We turn the key in the ignition, and the car starts up.
When our rooms grow dark, we flip the switch, and the lights go on. When we want to relax, we turn on our TV sets, and hundreds of channels are available for our entertainment.
We take all this for granted, never thinking about how these amenities came to be.
It all started with research. A man or woman found support for development of a great idea, and it evolved into something useful for society. Innovations that have made our lives easier, more enjoyable. Innovations that have broadened our access to information. Innovations that can lead to much more, including finally breaking us free of our dangerous reliance on foreign oil.
Yet, Washington regards research as something that can be diminished in value in the interest of fiscal discipline. This unfortunate point of view is reflected in funding cuts at the Fermilab National Accelerator Laboratory in Batavia. It has forced the layoffs of 200 Fermilab employees -- and is a setback for the continuation of cutting edge research.
U.S. Rep. Judy Biggert, a Hinsdale Republican, has enlisted the help of scientists in making an appeal to Congress to not only restore funding at Fermilab, but also to assure Argonne National Laboratory near Darien and other federal research facilities don't fall under the budget ax.
Earlier this month, the Science-Engineering-Technology Working Group appealed to members of Congress to continue strong support of research.
"Solutions to many of our greatest concerns -- concerns about health care, national security, about climate change, to name a few -- are awaiting discovery in research laboratories around the country," said Russell Lefevre on behalf of the group "But if we upend our country's 50-year tradition of federal support for research, those solutions will remain undiscovered."
And Illinois would suffer.
The Alliance for Science & Technology Research in America reports that 205,702 people in Illinois are employed in the high technology sector.

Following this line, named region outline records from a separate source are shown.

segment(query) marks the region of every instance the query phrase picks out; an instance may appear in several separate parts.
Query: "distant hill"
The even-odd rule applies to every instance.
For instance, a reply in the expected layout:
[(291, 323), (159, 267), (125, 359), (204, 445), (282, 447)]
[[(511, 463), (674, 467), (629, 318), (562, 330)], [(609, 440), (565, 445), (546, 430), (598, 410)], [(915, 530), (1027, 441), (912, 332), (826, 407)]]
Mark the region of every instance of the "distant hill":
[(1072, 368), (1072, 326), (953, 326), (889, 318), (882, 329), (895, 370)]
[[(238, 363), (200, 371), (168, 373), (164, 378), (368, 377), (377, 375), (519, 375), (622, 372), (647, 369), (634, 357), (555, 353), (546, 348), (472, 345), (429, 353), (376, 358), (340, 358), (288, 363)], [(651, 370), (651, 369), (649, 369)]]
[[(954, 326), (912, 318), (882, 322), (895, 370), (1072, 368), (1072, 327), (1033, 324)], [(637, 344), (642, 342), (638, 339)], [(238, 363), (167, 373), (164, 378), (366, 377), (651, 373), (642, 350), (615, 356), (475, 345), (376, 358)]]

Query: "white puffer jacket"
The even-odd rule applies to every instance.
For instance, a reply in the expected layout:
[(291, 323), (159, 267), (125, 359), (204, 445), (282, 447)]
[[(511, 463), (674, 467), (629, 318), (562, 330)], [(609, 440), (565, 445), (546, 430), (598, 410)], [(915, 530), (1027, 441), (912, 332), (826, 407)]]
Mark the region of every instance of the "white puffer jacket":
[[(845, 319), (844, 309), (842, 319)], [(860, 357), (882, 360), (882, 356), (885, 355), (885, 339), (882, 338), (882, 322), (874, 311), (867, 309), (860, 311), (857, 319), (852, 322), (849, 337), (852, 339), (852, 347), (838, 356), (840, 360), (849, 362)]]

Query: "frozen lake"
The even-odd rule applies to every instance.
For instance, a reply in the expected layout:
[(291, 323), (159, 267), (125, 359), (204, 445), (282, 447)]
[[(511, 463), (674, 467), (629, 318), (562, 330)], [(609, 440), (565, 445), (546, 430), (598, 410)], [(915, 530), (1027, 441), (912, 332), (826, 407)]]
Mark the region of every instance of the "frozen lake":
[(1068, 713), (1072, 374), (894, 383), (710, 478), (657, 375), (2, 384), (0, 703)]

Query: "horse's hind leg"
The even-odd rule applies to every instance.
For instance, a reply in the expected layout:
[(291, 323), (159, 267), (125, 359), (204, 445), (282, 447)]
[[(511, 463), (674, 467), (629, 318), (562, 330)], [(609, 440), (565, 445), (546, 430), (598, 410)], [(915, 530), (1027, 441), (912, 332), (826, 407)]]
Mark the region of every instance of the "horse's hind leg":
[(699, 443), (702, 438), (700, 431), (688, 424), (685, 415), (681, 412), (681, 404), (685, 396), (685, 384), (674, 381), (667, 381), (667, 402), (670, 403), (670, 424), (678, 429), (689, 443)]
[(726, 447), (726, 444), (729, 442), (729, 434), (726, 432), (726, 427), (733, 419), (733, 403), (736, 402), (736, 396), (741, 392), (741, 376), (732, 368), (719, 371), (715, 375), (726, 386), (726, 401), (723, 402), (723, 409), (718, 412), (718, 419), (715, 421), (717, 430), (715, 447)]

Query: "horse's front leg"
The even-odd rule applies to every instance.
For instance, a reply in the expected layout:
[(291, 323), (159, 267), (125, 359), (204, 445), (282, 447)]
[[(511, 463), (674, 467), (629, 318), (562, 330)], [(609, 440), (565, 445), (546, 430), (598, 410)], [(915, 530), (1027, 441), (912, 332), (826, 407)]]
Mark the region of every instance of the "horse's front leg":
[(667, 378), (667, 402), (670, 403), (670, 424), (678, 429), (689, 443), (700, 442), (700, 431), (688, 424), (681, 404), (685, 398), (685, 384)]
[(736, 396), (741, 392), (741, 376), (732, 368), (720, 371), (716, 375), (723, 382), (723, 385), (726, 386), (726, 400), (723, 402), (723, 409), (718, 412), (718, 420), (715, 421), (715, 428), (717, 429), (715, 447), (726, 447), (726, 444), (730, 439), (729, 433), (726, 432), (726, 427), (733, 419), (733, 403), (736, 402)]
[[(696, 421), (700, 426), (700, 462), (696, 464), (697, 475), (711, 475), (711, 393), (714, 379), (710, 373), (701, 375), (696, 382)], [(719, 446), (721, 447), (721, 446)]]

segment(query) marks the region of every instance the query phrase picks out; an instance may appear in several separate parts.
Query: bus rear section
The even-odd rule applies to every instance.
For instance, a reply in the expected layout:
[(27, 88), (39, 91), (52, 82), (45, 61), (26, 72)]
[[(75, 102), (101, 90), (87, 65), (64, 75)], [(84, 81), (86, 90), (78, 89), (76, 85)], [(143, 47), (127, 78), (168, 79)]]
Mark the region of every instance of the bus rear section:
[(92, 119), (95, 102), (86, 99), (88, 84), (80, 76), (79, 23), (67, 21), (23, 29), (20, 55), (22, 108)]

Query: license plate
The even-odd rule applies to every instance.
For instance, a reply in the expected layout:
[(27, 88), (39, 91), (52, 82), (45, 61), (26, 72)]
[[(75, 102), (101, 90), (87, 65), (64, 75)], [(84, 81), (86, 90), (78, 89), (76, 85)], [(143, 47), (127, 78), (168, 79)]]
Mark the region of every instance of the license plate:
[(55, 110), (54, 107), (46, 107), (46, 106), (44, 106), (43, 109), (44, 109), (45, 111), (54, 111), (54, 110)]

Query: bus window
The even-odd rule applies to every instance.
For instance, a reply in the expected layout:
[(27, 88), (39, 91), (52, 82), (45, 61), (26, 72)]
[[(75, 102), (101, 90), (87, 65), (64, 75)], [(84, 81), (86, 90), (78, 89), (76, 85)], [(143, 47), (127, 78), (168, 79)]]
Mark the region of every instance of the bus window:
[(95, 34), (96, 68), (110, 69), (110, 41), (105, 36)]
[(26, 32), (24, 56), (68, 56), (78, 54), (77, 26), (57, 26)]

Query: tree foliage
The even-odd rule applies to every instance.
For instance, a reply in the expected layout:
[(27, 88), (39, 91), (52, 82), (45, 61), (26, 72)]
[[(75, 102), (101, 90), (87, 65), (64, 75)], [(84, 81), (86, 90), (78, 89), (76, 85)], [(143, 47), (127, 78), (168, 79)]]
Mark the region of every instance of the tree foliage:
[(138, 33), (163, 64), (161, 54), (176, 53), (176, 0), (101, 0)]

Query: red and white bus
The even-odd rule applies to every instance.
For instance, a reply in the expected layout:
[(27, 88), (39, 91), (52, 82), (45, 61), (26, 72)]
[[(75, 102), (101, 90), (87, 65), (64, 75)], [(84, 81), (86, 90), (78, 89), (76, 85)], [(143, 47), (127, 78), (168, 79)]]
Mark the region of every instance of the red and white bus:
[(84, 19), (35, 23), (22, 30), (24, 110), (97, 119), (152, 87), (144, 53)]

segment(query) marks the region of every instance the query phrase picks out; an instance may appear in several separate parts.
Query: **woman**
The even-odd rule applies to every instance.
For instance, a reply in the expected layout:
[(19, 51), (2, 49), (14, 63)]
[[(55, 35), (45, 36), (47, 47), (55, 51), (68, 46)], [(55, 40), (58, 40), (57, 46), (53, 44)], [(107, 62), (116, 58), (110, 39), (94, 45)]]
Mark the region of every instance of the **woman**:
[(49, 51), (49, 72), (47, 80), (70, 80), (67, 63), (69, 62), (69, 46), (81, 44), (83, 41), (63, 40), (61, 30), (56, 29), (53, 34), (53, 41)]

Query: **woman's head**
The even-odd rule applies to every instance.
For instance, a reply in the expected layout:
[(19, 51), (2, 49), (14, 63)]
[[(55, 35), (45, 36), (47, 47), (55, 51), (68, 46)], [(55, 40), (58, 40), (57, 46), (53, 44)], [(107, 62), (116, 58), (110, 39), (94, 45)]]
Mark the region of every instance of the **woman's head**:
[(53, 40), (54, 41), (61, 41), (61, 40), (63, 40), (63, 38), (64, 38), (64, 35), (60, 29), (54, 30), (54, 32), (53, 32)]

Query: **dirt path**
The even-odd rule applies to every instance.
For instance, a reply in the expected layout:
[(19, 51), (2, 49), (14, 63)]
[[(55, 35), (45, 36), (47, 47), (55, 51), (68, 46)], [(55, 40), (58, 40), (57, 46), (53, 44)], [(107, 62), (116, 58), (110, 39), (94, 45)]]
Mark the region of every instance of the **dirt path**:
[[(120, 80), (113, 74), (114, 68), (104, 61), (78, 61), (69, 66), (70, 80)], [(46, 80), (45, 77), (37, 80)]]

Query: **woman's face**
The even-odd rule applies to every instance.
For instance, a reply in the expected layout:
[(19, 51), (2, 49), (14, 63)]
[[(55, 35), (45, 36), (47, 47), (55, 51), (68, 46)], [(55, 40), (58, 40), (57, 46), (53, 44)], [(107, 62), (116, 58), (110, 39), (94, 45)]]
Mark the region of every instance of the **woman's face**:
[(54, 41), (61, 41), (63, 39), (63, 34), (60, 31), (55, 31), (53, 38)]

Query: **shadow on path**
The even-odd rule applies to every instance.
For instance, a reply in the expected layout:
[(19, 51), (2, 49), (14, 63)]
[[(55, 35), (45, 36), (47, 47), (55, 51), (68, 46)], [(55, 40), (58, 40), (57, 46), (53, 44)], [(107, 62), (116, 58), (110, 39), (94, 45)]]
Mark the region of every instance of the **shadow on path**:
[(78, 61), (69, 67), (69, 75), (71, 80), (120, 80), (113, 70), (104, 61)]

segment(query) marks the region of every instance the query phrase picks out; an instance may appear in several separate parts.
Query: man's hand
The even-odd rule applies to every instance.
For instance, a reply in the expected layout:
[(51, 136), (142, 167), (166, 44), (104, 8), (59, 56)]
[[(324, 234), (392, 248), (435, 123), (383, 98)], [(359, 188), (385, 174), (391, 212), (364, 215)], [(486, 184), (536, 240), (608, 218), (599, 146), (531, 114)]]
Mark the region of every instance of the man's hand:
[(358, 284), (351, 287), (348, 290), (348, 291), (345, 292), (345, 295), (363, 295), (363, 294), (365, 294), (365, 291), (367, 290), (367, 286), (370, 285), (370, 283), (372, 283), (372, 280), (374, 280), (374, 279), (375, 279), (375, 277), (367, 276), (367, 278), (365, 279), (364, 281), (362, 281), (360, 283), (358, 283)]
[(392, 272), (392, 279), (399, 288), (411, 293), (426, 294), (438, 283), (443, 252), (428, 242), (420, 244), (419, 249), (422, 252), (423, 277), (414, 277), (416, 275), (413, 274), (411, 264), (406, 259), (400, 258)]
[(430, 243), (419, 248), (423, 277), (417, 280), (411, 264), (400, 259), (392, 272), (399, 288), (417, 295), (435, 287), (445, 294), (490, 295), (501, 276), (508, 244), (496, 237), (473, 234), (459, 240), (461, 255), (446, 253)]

Many of these jobs are in the suburbs.
And three suburban congressional districts -- the 8th District represented by Melissa Bean, the 9th District represented by Jan Schakowsky and the 13th District represented by Biggert -- are home to hundreds of millions of dollars in federal research and development contracts.
Perhaps there are those in Congress who view research as a nebulous intellectual exercise without value outside of the laboratories. That's simply not true. An estimated 73 percent of all patents granted in the U.S. are attributable to scientific research initially funded by taxpayers through the federal government, according to the research alliance.
And every federal research dollar that is cut just puts us behind the rest of the world in technological innovation. There are better ways to rein in spending than to discourage Yankee ingenuity that has served us so well.